Aston Martin et Honda unissent leurs forces en Formule 1 à partir de 2026
À partir de la saison 2026 de Formule 1, l’écurie Aston Martin Aramco Formula One Team tournera une page importante de son histoire technique. Après cinq années de collaboration avec Mercedes-Benz, l’équipe britannique adoptera des groupes motopropulseurs fournis par Honda.
Un changement stratégique majeur, officialisé récemment lors de la présentation du nouveau moteur de F1 à Tokyo, et qui pourrait, à terme, dépasser le simple cadre de la compétition.
Une collaboration avant tout sportive… pour l’instant
Lors de cet événement, Lawrence Stroll, président exécutif d’Aston Martin, a tenu à préciser la portée actuelle de ce partenariat. Si l’objectif premier reste la réussite en Formule 1, il n’exclut pas des développements futurs plus larges.
« Notre plan actuel est évidemment notre projet très ambitieux d’écurie officielle en Formule 1. Il est juste de dire que c’est le début de notre relation. À ce stade, nous n’avons pas discuté de voiture de série, d’hypercar ou de supercar ensemble.

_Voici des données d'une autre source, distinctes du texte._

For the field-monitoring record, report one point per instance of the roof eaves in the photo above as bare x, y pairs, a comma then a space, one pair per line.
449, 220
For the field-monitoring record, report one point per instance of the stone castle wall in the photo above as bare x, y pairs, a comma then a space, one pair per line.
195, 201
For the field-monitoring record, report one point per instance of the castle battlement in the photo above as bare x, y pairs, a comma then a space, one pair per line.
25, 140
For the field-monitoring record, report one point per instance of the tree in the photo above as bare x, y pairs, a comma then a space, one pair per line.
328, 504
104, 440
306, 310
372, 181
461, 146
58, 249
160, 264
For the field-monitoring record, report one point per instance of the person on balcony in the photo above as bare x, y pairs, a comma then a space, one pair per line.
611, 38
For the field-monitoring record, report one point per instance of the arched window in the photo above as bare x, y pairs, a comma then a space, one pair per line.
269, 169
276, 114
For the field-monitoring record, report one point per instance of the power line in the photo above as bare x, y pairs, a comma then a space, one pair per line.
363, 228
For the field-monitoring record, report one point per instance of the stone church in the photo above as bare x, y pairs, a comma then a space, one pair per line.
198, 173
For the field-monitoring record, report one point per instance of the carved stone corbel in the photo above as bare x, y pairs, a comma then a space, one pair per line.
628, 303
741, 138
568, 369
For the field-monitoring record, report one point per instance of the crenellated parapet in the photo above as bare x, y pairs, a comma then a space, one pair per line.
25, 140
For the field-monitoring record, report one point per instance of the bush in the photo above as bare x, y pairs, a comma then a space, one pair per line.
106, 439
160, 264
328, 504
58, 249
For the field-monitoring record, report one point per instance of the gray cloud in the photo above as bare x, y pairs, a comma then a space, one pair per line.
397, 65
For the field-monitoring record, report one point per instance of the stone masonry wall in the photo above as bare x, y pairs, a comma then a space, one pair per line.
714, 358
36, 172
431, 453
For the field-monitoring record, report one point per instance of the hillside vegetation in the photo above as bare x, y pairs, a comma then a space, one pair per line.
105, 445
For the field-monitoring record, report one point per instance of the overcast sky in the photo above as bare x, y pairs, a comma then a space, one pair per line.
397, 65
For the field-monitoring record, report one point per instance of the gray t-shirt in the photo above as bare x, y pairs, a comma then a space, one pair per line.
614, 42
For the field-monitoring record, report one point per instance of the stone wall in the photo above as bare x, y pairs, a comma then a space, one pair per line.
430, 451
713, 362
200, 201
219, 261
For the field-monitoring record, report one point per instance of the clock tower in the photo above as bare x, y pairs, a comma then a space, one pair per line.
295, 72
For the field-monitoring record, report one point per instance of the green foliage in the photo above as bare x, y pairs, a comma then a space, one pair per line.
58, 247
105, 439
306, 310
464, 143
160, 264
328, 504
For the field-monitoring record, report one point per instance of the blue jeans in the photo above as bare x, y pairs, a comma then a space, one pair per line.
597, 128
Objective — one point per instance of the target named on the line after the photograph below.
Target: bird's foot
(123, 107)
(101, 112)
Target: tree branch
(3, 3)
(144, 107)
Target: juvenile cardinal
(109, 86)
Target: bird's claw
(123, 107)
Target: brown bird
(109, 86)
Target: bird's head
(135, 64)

Mais il n’y a absolument aucune raison pour que cela ne soit pas envisagé à l’avenir. »
Une déclaration mesurée, mais révélatrice de l’ouverture stratégique d’Aston Martin à long terme.
“Toutes les portes sont ouvertes”
Lawrence Stroll s’est montré particulièrement enthousiaste quant aux possibilités offertes par Honda, évoquant une coopération susceptible d’évoluer en fonction des résultats sportifs :
« Disons simplement que toutes les portes sont ouvertes pour explorer la meilleure façon de construire le partenariat le plus performant possible. »
Des propos qui alimentent naturellement les spéculations autour d’une future Aston Martin à motorisation ou technologie Honda, même si rien n’est acté à ce stade.
Honda reste prudent mais n’exclut rien
Du côté japonais, le discours se veut plus réservé. Toshihiro Mibe, président de Honda, a rappelé qu’aucun projet de production n’était actuellement en discussion, tout en soulignant l’intérêt potentiel du transfert technologique.
« Concernant un éventuel projet de production de masse, il n’y a pas de discussions. Mais plus nos activités en compétition seront couronnées de succès, plus il y aura de valeur à appliquer ce que nous aurons appris aux voitures de série. Je ne sais pas quand, mais s’il existe une possibilité d’élargir notre collaboration, nous continuerons à en discuter. »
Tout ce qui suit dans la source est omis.